By Michael H. Crawford, MD, Editor
A two-week ambulatory electrocardiogram monitor in a large group of individuals 70 years of age or older with no history of atrial fibrillation (AF) showed a very low incidence of AF (4.4%), almost all of which was paroxysmal. In less than 2% of the subjects did it represent ≥ 2% of the monitoring time. However, some patients had hours of AF, raising a concern for thromboembolic risk.
Singer DE, Atlas SJ, Go AS, et al. Atrial fibrillation burden on a 14-day ECG monitor: Findings from the GUARD-AF trial screening arm. JACC Clinical Electrophysiol. 2024; Sep 1. doi: 10.1016/j.jacep.2024.08.010. [Online ahead of print].
The burden of atrial fibrillation (AF), defined as the frequency of episodes, their distribution in time, and duration, has been associated with an increased risk of thromboembolic (TE) events. Thus, efforts to detect and classify AF in individuals at higher risk may be of value to reduce future TE events, such as stroke, by preventive treatment. Hence, the reducinG stroke by screening for UndiAgnosed Atrial Fibrillation in elderly inDividuals (GUARD-AF) randomized trial is of interest.
Individuals age 70 years or older with no prior history of AF were recruited from 149 primary care sites in the United States and randomized to usual care or AF screening with a single-lead patch monitor that stores up to 14 days of data (Zio®XT). AF episodes had to last at least 30 seconds to be counted. Study outcomes were whether AF (or atrial flutter) were detected and, if so, the percentage of the total recording time when AF was detected, the duration of the longest episode, and the total number of episodes. Also, the CHA2DS2-VASc score was calculated once at baseline.
GUARD-AF enrolled 11,905 subjects from 2020-2021 with a mean age of 75 years, 57% women, and 89% white. The median CHA2DS2-VASc score was 3. The median ECG monitor wear time was 14 days. AF was detected in 4.4% of the subjects; of these, 0.5% had continuous AF and 4% had paroxysmal (pAF). The median percent time in AF was 0.46%, or 75 minutes, and the median longest episode was 38 minutes. The upper quartile threshold of 2.5% time in AF corresponded to 7.6 hours.
In multivariate analysis that included the variables in the CHA2DS2-VASc score, only age older than 80 years was associated with the detection of AF (odds ratio [OR], 1.46; 95% confidence interval [CI], 1.06-2.02).

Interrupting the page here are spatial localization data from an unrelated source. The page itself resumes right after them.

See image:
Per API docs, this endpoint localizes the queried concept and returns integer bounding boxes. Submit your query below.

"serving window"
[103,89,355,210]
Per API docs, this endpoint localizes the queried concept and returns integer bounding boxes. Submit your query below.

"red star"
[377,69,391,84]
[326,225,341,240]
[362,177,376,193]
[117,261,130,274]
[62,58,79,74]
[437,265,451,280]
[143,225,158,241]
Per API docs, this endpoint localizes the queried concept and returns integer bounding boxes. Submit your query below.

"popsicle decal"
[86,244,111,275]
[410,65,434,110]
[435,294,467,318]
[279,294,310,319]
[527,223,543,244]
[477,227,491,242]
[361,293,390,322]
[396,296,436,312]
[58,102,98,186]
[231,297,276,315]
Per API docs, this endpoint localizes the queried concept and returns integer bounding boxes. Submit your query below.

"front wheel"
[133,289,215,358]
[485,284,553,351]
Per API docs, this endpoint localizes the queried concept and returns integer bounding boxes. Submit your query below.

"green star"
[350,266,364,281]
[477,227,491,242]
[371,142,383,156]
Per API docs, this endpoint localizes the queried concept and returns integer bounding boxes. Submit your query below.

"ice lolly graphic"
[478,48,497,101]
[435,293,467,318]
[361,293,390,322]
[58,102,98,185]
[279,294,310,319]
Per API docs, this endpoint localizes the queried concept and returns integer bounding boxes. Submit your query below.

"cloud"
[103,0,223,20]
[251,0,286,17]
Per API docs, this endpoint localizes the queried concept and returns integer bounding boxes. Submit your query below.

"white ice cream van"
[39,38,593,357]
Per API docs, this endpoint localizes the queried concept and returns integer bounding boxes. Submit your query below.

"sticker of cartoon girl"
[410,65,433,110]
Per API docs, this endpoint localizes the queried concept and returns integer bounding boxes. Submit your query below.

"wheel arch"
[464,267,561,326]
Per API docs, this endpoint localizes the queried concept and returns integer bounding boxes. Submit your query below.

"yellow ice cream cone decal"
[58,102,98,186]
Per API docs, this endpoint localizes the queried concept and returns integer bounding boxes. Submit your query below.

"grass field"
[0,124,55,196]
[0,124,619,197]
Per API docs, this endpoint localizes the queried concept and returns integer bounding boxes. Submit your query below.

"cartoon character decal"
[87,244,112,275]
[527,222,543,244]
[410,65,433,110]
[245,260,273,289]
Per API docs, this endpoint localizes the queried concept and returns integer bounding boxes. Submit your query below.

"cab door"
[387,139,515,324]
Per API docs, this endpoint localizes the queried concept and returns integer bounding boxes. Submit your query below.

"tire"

The authors concluded that there was a very low burden of AF in older individuals, but one-quarter of those with AF detected had multiple hours of AF, raising concern about TE risk.
Commentary
Despite being cut short by COVID-19, this is the largest trial of detecting subclinical AF to date. Also, the patients were recruited from primary care offices and randomized to monitoring or no monitoring. In addition, the majority of the patients were in the oral anticoagulant-recommended CHA2DS2-VASc score range. There will be a second publication after the long-term outcome phase of the study is completed.
The treatment of device-detected, or so-called subclinical AF, is less clear compared to continuous AF or clinically detected pAF. Prior studies of device-detected AF have suggested that the percent time in AF and the length of the longest episode are associated with TE events. In GUARD-AF, these indices of AF burden are skewed toward low magnitude. For example, 60% had AF for < 1.0% of the time and the median longest AF episode was 38 minutes (range, 2 minutes to 245 minutes). However, the upper quartile of the longest episodes was four hours or longer. Also, the median number of AF episodes detected was three, with the upper quartile being ≥ 19.
In those with pAF, the correlation coefficient between percent time in AF with the length of the longest episode was 0.94, but the correlation of percent time in AF with the number of AF episodes was less impressive (0.54). The correlation between the number of episodes with the length of the longest episode was even weaker (0.33). This suggests that 24- to 48-hour monitoring may not be adequate to detect the longest episode of AF.
Another strength of the study was the use of the Zio®XT patch monitor, which is commonly used clinically. There were weaknesses, though. The only clinical variables included were those in the CHA2DS2-VASc score. Also, the length of monitoring undoubtedly will influence the amount of AF detected. Other devices, such as implanted loop recorders and pacemaker/defibrillators, can provide much longer monitoring. However, these devices are not usually found in the average older individual, and comorbidities certainly affect the risk of AF. The long-term outcomes from this study when completed will be of interest.
Michael H. Crawford, MD, is a Professor of Medicine and Consulting Cardiologist, University of California Health, San Francisco.